We have just heard that the crowds who came to be with Jesus were like sheep without a shepherd. As many of us look with increasing disquiet at the utterly disordered state of leadership in this country, in the United States, and in many other parts of the world, we may well feel like sheep without wise human shepherds. Shepherds have to have foresight and imagination: they protect, lead, find food, heal, teach,forgive, seek out the lost, and provide freedom for their flock. They have to be selfless. It is no wonder that scripture resonates with descriptions of Christ as a good shepherd. Shepherds give us a model of the kind of person nations need as leaders of their people, people who are mostly sheep-like. At present our political world is often being led by people who are rather like another animal – the pig: determined, forceful, even combative, sometimes cunning, and often remarkably selfish. Many of our leaders lack many of the qualities of a good shepherd. Instead there is something primitive and almost Darwinian about our leaders – the most forceful survive.

In the last few weeks several hundred people have been ordained for ministry in the Church of England. At their ordinations they are told that they are to be like shepherds, with the qualities I have mentioned. The words used at every ordination service continue to shake priests like me whenever we hear them. It is something of a relief to be reminded that this ministry can only be attempted by the grace of God. AllChristian discipleship, lay or ordained, is shepherd-like, at least to a degree. We may also say that, ideally, many of the same qualities are called for in those who are in the secular professions.

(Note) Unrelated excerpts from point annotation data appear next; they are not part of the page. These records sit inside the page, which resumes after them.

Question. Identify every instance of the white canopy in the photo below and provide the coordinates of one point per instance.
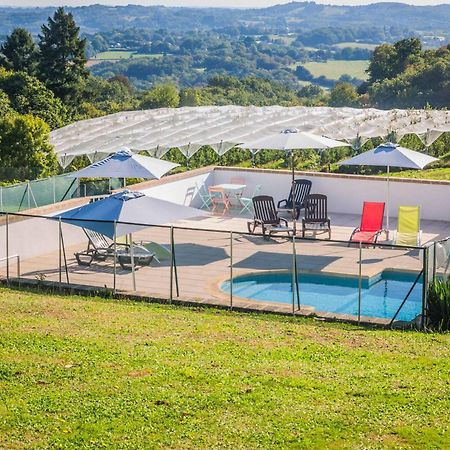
(292, 139)
(390, 155)
(222, 127)
(125, 164)
(128, 208)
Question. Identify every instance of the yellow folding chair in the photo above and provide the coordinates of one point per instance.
(408, 232)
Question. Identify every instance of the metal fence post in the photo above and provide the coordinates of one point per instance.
(434, 260)
(360, 282)
(60, 250)
(424, 288)
(7, 248)
(231, 270)
(171, 263)
(294, 273)
(54, 189)
(29, 195)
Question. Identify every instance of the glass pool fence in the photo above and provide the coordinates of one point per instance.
(330, 279)
(33, 194)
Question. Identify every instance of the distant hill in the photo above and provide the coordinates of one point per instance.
(293, 16)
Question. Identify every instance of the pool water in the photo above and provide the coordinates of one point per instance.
(381, 295)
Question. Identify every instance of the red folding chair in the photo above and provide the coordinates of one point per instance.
(371, 223)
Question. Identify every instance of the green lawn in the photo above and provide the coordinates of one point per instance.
(89, 373)
(334, 69)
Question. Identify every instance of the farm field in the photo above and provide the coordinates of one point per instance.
(334, 69)
(356, 45)
(91, 373)
(117, 55)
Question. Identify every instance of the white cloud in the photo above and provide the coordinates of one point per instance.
(204, 3)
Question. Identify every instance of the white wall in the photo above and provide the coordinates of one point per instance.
(346, 194)
(183, 191)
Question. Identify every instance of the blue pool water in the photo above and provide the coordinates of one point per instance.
(381, 295)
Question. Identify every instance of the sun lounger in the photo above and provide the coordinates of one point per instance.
(99, 249)
(371, 223)
(266, 217)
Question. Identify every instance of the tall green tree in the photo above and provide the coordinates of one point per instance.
(62, 57)
(28, 95)
(25, 151)
(19, 52)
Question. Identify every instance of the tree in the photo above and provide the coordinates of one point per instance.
(62, 56)
(25, 151)
(190, 97)
(343, 94)
(5, 104)
(161, 96)
(19, 52)
(381, 64)
(28, 95)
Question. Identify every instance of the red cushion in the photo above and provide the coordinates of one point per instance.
(367, 237)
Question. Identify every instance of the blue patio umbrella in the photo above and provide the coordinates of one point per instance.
(126, 164)
(126, 212)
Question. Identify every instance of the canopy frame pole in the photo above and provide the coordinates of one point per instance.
(64, 254)
(115, 257)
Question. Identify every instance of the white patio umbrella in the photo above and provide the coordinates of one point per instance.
(127, 212)
(126, 164)
(390, 155)
(292, 139)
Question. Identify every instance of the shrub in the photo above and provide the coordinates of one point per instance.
(439, 305)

All of us who find ourselves as shepherds are prone to fatigue, exhaustion, and at times guilt at what has not been done, or what has failed. Today’s gospel reminds us that Jesus needs to go and rest a while with his disciples in a deserted place. But they are followed by crowds and there is no rest. Instead, Jesus is once again busy teaching and healing. Such work is very draining, and yet people in ministry are driven by the expectations, real or imaginary, of those around them. We can find ourselves asking: are we doing enough for God? Does God have expectations, and what might they be? The same broad questions apply to many occupations. So often the needs are endless, and the challenges great. Reading that Jesus tries to find a few days off with his disciples is a great comfort to those who feel endlessly driven by the scale of the task and our assumptions of what God, or our employer, might be expecting of us. We often think that we really cannot take time off, and here Jesus finds that he cannot take time off.

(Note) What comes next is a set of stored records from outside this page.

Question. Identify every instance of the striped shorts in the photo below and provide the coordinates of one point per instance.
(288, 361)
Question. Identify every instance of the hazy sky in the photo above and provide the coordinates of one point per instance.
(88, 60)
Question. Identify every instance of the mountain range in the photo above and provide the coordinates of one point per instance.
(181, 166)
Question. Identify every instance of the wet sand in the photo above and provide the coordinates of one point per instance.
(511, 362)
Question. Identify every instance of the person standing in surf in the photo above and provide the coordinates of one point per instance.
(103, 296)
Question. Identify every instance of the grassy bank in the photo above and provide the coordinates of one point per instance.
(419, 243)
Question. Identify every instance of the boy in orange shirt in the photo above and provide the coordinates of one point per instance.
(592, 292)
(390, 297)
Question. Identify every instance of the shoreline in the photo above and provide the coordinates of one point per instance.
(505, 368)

But let us look a little further into this story. Jesus says to his disciples: come away to a deserted place by your selves. It is not an invitation to be with him, but to be with themselves. This is a prompt to each of us to find some solitude and some space, regularly. If we fail to do so then we run the risk of living at some distance from the people we really are, and also of living at some distance from God, who is to be found at the deepest centre of our being. This passage is a reminder that God knows how essential it is that we find space and time to stop, rest and catch up with God and with ourselves.

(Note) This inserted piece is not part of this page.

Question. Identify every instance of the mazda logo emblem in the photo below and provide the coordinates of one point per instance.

The reading from the letter to the Ephesians is a reminder that the biblical image of Christ as the good shepherd is about freedom. Here we are offered a set of images from the building industry. Christ is the master builder, who demolishes the separating wall between Jew and Gentile, the circumcised and the uncircumcised. There will be a single temple for all, with him as the cornerstone. The prophets and apostles are the foundations. From the cornerstone the whole building will be shaped and grow. There is no mention here of walls and yet we as humans seem to love walls, for they give us a false sense of security. Nearly 30 years ago we rejoiced to see the wall surrounding Berlin broken down. But in this century we have seen separating barriers or walls set up in Israel, now in parts of middle Europe, and of course a wall is planned between Mexico and the United States.

It is tragic to find that the church is also tending to build walls to separate those with conflicting views on how biblical texts may be interpreted and used to guide moral principles. It is particularly sad that these walls are being built around matters which concern the sexual orientation of a small minority of people, while far more significant matters such as the enormous  effects of wealth inequality upon human wellbeing are given much less attention. As Wilkinson and Pickett have shown in their new book, The Inner Level, more equal societies reduce stress, restore sanity and improve the well-being of all. It is sad fact that we living in an increasingly unequal and more sharply divided country, in which more walls are being built than broken down, as Brexit is showing. Those walls may be physical or psychological. They may make us feel safer or more secure, but this passage reminds us that they in the end are an illusion. The body of Christ has no walls. We need no walls, for our security and safety are to be found in Christ the good shepherd, who sees and loves everyone equally.

Let us pray that Christ the Good Shepherd will lead us to start dismantling the walls that separate nations, communities, churches, families, and perhaps most importantly, the walls of prejudice we have built within ourselves, the walls which separate us from God. Amen.